Dog Signs Misinterpretation: When a Symptom Isn’t What You’d Think
This story was a good lesson that seeing doesn’t have to mean understanding.
Observation and facts are one thing. What one makes of them, however, can be something else altogether. That’s why you always have to question how you interpret what you see.
Jasmine was a senior Rottweiler girl who’s gone through many health challenges. We thought that she would get sore and tired towards the end of her walks for the longest time. Given her age and all she’s been through, it seemed a reasonable assumption.
Jasmine would start dragging her feet, carry her head low, and sometimes even stop and stare at us with a sheepish look. What would you think?
We gave her the time she needed to get to the truck and felt terrible that we made the walk longer than we should have.
Trying to accommodate
To accommodate her stamina level, we started making the walks a little shorter.
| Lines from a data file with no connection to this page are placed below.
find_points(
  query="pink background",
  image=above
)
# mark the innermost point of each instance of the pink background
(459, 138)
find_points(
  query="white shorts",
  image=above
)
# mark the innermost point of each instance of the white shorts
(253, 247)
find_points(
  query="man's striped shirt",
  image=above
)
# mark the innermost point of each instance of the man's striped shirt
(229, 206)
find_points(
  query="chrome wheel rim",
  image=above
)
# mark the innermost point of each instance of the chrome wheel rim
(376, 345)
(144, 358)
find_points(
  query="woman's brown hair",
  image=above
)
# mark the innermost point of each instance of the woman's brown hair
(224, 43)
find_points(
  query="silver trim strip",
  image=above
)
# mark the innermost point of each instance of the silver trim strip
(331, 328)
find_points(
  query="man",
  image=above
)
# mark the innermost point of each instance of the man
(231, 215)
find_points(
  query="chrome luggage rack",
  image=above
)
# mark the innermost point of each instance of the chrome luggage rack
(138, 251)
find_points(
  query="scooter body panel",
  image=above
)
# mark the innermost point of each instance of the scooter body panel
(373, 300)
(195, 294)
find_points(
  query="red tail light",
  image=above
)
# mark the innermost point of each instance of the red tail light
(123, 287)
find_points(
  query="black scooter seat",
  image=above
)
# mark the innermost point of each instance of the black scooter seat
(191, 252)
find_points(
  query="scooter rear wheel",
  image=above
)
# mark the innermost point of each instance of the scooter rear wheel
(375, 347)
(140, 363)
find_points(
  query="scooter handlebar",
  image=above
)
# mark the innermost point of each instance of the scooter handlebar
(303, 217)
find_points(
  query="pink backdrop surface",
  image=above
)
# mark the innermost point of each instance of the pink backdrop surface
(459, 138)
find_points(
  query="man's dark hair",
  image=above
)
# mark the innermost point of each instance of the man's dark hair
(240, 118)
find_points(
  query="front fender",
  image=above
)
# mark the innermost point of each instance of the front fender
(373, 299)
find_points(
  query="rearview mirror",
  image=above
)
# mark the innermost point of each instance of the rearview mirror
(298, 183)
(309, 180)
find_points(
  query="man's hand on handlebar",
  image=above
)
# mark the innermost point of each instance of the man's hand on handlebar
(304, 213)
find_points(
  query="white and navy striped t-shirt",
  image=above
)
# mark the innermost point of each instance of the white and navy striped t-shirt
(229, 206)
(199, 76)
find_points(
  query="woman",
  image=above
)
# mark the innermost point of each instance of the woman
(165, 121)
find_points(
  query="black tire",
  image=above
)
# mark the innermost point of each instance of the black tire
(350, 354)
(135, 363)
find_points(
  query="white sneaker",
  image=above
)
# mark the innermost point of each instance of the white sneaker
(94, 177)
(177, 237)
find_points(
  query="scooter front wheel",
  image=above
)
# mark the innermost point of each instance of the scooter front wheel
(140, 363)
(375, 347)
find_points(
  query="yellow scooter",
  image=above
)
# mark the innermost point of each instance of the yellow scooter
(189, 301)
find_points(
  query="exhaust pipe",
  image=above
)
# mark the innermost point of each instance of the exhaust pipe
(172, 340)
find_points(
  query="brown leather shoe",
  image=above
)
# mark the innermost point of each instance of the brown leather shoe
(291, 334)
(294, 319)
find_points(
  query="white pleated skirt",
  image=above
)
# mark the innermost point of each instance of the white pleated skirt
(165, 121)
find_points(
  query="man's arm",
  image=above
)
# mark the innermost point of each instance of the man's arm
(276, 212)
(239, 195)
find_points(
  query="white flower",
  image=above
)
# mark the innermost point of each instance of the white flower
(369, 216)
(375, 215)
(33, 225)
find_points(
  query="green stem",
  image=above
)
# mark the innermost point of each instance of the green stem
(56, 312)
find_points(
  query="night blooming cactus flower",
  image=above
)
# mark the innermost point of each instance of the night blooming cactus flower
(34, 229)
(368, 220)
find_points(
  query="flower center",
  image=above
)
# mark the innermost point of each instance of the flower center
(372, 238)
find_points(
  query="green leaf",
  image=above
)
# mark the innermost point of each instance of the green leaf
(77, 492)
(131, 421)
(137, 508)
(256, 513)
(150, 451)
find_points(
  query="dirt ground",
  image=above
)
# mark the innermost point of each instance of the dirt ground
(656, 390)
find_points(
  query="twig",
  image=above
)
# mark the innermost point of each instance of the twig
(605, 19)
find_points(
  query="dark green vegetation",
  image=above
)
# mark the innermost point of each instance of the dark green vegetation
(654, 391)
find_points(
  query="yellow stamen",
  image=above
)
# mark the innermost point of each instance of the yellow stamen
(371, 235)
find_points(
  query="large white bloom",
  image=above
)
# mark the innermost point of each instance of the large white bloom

We tried changing things around to no avail. Jasmine’s vet and her physical therapist couldn’t see anything wrong with her.
Cutting the walks shorter didn’t make much of a difference. Towards the end, Jasmine still looked like she was in pain. She was walking slower and slower, with her entire body lowered.
This went on until a chance event put the whole situation in a new light.
That day, I spent a day at a friends’ horse farm. At the end of the day, the guys always get a closing walk, after which it’s time to go back home.
Surely enough, Jasmine started lagging behind and dragging her feet on the way back. “Don’t worry, baby, we’re almost there,” I was comforting her.
As it happened, though, hubby remembered he wanted to show me something before we left. So we walked up to the truck as usual, but we continued past it this time.
It’s not what we thought
And then it happened. As Jasmine saw us walking past the truck, her posture and attitude suddenly changed. She perked right up, carrying herself strongly with a bit of hop in her step.
Then it dawned on us. No wonder making Jasmine’s walks shorter was not helping!
Jasmine was not on her last legs! She didn’t want the walk to end yet and was trying to negotiate! “I don’t want to go home yet, ma.”
Reg” rdless of the length of the walk, Jasmine continued to do that every time we got to a certain distance from the truck. But from then on, we knew better! Jasmine could go all day and still be interested in another adventure if the opportunity presented itself. But she dragged her feet when the end of the walk was near. If nothing else, she’d find some completely irresistible smell that needed investigating.
She could make the last few yards takes almost as long as the rest of the walk. But not because she couldn’t go any further. She didn’t want to go home yet!
The opposite of what we figured
The symptom we were so worried about meant the exact opposite of what we thought!
It made us happy, and it made us laugh. And sometimes, just to treat her, we went past the truck to give Jasmine the little extra she craved.
And we learned that correct interpretation of the facts is as important as their observation.